Common symptoms of an uncalibrated or poorly calibrated system: dialogue that is hard to hear clearly against the score and effects, bass that is either booming or absent, a surround sound field that does not envelop convincingly, an image that looks harsh or over-bright, colours that do not look natural on skin tones, and a general sense that the system sounds or looks impressive on demonstration material but unconvincing on real programme content.
If any of these describes your current system, contact us to arrange a calibration visit. We will assess the system, discuss what calibration can achieve and provide a fixed cost for the work before we begin.
How Calibration Fits Into Our Process
Calibration is Stage 6 of our seven-stage home cinema installation process — preceded by consultation, acoustic design, 3D renders, construction management and equipment installation. It is the stage at which all the preceding work becomes audible and visible: the room design, the speaker layout, the acoustic treatment and the equipment specification all converge at the calibration session to produce the result the project was designed for.
The relationship between acoustic design and calibration is important to understand. Calibration corrects the acoustic behaviour of the room as the measurement microphone hears it — but it can only work within the limits of what the room allows. A well-designed room with appropriate acoustic treatment reaches calibration in better condition than a poor room, and the calibration result is better because of it. This is why we treat acoustic design as the foundation of every cinema project, and calibration as its completion.
Read more about our acoustic design process →
Frequently Asked Questions
What is home cinema calibration?
Calibration is the process of measuring and adjusting a cinema system’s audio and video performance to the specific room it is in. Audio calibration corrects speaker levels, distances, crossovers and equalisation. Video calibration adjusts the display for accurate colour, gamma and brightness. An uncalibrated system performs below its potential regardless of hardware quality — calibration is how a great system becomes what it was designed to be.
What is Trinnov calibration?
Trinnov Altitude is the reference standard home cinema processor. Its calibration system uses a proprietary 3D microphone to measure the precise three-dimensional position of every speaker, applying corrections — including speaker remapping for non-ideal positions — that go beyond what any other system achieves. We are experienced Trinnov installers and calibrators and use the full Optimizer algorithm on every Trinnov installation.

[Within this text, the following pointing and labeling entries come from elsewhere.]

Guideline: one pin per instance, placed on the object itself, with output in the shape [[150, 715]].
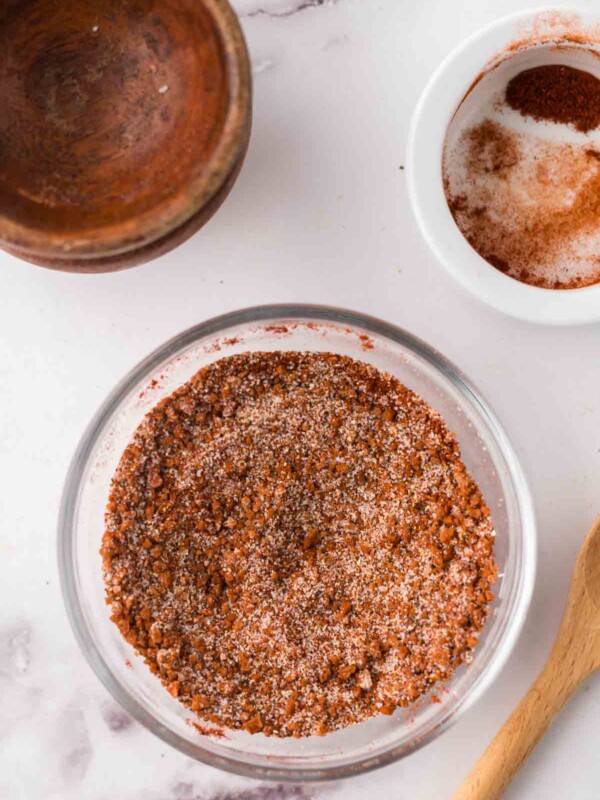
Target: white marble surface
[[320, 214]]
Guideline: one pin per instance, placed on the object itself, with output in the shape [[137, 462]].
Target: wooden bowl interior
[[109, 108]]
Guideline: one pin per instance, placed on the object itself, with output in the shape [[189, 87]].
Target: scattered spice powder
[[527, 203], [293, 544], [558, 93]]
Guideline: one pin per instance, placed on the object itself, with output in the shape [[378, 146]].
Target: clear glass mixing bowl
[[486, 451]]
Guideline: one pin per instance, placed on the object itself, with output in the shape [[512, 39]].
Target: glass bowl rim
[[515, 615]]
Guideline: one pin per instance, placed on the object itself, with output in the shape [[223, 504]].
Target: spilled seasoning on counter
[[293, 544]]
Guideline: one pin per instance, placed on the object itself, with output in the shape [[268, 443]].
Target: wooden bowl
[[123, 126]]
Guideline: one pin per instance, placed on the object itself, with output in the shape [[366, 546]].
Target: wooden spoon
[[574, 657]]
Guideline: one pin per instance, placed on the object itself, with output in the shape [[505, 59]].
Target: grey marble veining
[[320, 214]]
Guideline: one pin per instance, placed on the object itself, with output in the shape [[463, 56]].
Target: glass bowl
[[486, 451]]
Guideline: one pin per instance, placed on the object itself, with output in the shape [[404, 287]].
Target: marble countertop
[[320, 214]]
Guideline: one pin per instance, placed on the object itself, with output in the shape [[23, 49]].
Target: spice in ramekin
[[293, 544], [522, 180]]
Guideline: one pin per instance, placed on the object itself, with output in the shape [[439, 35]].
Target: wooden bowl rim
[[155, 223]]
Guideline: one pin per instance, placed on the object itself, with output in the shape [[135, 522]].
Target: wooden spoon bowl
[[124, 124], [574, 657]]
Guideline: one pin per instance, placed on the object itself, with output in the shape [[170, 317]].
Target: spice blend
[[526, 202], [558, 93], [293, 544]]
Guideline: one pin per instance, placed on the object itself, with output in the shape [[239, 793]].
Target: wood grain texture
[[124, 125], [574, 657]]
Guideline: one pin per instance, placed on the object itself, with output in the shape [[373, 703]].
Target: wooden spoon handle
[[520, 733]]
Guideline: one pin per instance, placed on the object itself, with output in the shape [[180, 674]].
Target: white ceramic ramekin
[[435, 110]]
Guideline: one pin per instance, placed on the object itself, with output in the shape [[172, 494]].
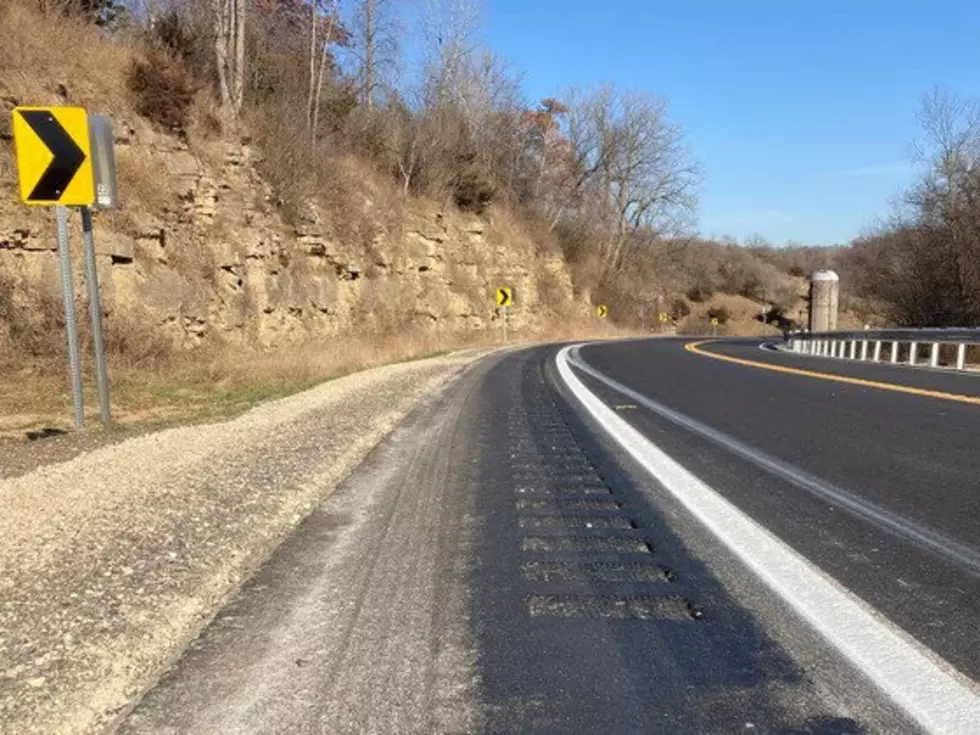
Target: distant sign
[[54, 156], [103, 162]]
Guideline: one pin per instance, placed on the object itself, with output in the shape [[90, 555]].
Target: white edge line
[[936, 697]]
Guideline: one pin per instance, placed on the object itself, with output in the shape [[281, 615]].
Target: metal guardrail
[[904, 345]]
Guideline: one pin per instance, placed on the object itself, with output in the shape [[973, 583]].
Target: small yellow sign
[[54, 156]]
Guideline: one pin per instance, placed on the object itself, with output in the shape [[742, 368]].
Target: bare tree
[[374, 46], [318, 71], [229, 46]]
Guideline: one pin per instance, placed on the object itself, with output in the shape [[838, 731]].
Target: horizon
[[802, 118]]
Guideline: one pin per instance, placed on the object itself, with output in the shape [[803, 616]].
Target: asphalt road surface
[[501, 564]]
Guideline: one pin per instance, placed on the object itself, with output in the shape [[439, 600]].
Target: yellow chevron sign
[[54, 156]]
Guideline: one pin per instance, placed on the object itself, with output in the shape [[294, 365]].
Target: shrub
[[698, 293], [679, 309], [162, 89]]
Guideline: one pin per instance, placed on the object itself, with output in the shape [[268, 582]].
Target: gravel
[[112, 561]]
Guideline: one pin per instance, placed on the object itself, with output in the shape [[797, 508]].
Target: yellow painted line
[[695, 347]]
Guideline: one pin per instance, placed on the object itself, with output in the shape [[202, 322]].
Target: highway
[[646, 536]]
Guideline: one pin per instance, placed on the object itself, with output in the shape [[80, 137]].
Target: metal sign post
[[74, 358], [65, 159], [505, 299], [95, 307]]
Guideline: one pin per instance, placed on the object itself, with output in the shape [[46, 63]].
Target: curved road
[[909, 454], [507, 562]]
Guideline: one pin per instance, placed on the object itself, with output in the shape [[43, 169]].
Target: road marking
[[695, 347], [952, 551], [933, 694]]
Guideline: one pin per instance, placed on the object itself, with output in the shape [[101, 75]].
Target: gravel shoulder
[[110, 562]]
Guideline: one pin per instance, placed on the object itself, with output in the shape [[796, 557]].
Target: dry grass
[[58, 51], [152, 385]]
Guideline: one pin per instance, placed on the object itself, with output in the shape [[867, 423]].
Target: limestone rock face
[[203, 253]]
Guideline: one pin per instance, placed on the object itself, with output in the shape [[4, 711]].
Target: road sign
[[103, 162], [54, 156]]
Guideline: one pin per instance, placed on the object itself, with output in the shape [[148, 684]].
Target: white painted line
[[932, 693]]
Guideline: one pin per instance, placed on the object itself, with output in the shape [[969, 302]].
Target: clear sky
[[801, 112]]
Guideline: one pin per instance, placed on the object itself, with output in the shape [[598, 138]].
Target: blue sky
[[801, 112]]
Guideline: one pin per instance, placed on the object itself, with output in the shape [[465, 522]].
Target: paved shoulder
[[493, 567]]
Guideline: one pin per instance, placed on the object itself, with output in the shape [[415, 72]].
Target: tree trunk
[[222, 20], [368, 53], [238, 86]]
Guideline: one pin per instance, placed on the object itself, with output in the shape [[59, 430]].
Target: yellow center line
[[695, 347]]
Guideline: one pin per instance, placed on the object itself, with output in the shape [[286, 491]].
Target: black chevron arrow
[[68, 157]]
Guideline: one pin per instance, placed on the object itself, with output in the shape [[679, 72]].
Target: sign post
[[74, 358], [55, 147], [95, 308], [505, 300]]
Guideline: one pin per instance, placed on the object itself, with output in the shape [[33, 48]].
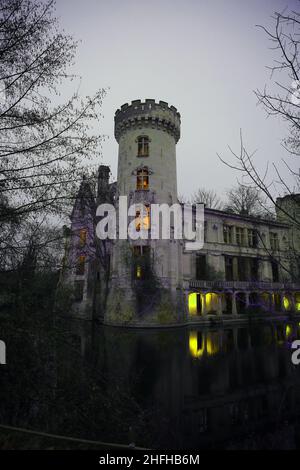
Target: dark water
[[187, 387]]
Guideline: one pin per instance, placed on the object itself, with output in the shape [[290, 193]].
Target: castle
[[246, 267]]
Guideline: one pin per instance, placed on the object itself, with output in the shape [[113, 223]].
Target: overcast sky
[[204, 57]]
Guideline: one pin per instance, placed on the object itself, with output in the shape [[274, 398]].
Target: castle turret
[[147, 133]]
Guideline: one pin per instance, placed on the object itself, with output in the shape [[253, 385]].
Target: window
[[228, 268], [227, 234], [239, 234], [275, 271], [252, 238], [142, 222], [141, 260], [142, 179], [78, 290], [80, 265], [274, 243], [143, 146], [200, 267], [82, 237]]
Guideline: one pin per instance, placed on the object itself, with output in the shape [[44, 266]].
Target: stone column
[[203, 305], [234, 310]]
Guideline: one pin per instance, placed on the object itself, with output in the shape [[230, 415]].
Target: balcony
[[243, 285]]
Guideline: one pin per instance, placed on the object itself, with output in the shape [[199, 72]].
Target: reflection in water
[[178, 388]]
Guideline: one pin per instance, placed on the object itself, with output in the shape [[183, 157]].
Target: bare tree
[[208, 197], [246, 200], [44, 147], [285, 103]]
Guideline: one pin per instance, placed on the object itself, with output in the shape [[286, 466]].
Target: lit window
[[227, 234], [138, 272], [141, 258], [239, 234], [144, 220], [82, 236], [142, 180], [274, 243], [252, 238], [143, 146], [80, 265]]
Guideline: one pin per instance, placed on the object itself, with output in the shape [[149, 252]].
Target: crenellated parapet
[[140, 114]]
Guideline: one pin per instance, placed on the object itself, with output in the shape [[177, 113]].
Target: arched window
[[143, 146], [142, 179], [80, 265], [82, 237]]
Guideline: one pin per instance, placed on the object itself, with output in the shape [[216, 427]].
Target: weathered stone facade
[[244, 267]]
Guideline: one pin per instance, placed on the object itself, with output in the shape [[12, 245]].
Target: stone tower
[[147, 134]]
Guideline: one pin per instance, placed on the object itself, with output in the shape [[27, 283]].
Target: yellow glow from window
[[297, 302], [196, 349], [193, 303], [286, 303], [288, 330], [212, 344], [138, 272], [211, 301], [82, 236]]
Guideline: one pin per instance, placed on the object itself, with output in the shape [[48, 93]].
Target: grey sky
[[204, 57]]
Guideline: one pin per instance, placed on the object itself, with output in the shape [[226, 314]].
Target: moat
[[189, 387]]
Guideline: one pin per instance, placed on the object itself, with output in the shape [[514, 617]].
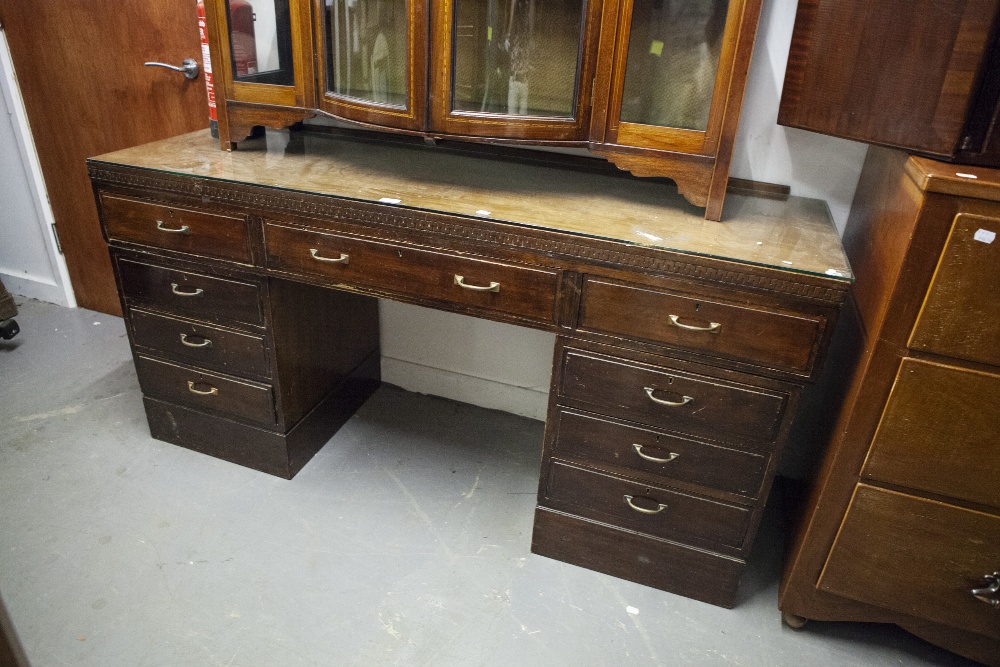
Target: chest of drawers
[[682, 346], [903, 525]]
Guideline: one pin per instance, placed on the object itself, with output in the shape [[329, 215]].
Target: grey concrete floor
[[405, 541]]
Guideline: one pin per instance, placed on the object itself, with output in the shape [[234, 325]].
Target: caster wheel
[[793, 621], [9, 329]]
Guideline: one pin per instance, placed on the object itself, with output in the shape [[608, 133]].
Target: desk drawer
[[200, 344], [748, 333], [244, 399], [643, 508], [193, 294], [916, 556], [677, 401], [525, 293], [175, 228], [939, 433], [596, 439]]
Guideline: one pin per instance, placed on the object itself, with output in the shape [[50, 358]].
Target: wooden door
[[79, 64]]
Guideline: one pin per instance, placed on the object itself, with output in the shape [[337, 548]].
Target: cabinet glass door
[[267, 55], [671, 54], [514, 68], [373, 64]]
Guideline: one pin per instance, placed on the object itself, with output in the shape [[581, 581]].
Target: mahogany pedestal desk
[[248, 283]]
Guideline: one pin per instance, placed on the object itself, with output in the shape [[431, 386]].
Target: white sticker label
[[985, 236]]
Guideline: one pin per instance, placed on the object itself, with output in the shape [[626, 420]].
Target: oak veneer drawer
[[201, 344], [176, 228], [526, 293], [916, 556], [187, 293], [252, 401], [749, 333], [961, 314], [594, 438], [644, 508], [940, 433], [677, 401]]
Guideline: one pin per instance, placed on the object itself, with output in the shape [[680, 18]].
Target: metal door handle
[[189, 67], [671, 404], [988, 593]]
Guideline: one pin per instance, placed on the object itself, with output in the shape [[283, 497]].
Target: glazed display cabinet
[[654, 87]]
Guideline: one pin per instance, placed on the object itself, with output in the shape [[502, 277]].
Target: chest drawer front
[[676, 401], [243, 399], [940, 433], [764, 337], [176, 228], [523, 292], [193, 294], [599, 440], [200, 344], [960, 316], [643, 508], [916, 556]]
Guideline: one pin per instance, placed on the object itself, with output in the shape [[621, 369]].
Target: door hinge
[[55, 235]]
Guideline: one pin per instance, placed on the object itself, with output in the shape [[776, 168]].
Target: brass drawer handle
[[654, 459], [713, 327], [174, 287], [990, 594], [205, 342], [343, 259], [659, 506], [183, 229], [460, 281], [670, 404], [214, 391]]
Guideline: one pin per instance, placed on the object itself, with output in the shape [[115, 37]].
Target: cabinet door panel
[[373, 60]]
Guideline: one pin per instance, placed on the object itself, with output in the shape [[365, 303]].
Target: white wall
[[29, 263], [507, 368]]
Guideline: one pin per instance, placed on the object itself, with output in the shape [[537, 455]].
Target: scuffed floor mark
[[70, 410]]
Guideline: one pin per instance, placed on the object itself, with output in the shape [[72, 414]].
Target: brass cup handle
[[659, 506], [989, 593], [713, 327], [214, 391], [343, 259], [670, 404], [205, 342], [183, 229], [175, 288], [655, 459], [460, 281]]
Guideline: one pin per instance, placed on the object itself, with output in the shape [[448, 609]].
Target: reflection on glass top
[[517, 57], [794, 234], [673, 56], [260, 39], [366, 50]]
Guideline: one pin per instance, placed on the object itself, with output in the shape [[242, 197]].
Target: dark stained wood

What is ISF video calibration?
ISF (Imaging Science Foundation) calibration is a professional video calibration standard using spectrophotometer measurements and CalMAN software to set a display or projector to reference accuracy — correct colour temperature (D65), accurate colour gamut, correct gamma and appropriate black level. The result is an image that reproduces the director’s intent rather than a manufacturer’s default.
Can you calibrate a system not installed by Custom Controls?
Yes. We offer standalone calibration for existing systems regardless of who installed them. Contact us to discuss your system.
How long does calibration take?
A full audio and video calibration for a Dolby Atmos system typically takes four to eight hours. Trinnov Altitude calibration for a large system can take a full day. Video calibration adds two to three hours. We do not compress the process — calibration rewards patience.